Pilgub Jatim yang kini baru pada tahap pendaftaran balon [ketika tulisan ini dibuat, penyunting] sudah terasa sebegitu seru. Buktinya, di Jawa Pos saja, sekian banyak artikel muncul, belum lagi yang di media lain. Opini, berita, silih muncul. Bahkan, tulisan-tulisan itu sejak awal sudah menguarkan aroma kekhawatiran, Pilgub Jatim nanti bakal berlangsung terlalu seru, terlebih dengan bakal bertarungnya Sekdaprov dengan Wagub Jatim, Soekarwo dengan Soenarjo.

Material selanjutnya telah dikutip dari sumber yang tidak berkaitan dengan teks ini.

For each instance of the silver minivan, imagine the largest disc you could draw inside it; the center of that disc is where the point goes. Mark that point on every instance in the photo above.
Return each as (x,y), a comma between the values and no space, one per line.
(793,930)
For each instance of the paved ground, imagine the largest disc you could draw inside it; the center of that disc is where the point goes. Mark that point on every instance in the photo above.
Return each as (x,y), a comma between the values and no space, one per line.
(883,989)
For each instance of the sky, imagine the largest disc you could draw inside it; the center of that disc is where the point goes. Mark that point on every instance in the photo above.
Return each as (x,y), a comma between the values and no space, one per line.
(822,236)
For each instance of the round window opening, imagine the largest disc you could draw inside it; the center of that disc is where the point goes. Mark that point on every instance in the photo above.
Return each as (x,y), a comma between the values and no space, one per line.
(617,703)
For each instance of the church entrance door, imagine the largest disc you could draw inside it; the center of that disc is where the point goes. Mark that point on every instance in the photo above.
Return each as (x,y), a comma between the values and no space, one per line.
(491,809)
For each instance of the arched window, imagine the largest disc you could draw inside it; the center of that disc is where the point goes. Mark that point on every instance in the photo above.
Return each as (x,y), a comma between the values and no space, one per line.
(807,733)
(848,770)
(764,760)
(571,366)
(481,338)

Hal pertama yang terasa mengganggu ’’pikiran-rakyat’’ saya adalah diharuskannya para bakal calon itu menumpang kendaraan politik yang namanya ’partai’. Mereka harus mendaftar lewat partai.
’’Lha, memang hukumnya bilang begitu, kok! Adanya pemerintahan itu kan ditandai dengan adanya hukum!’’ sengak komentar sahabat saya yang masih manget-manget keluar dari kawah Jurusan Hukum Tatanegara.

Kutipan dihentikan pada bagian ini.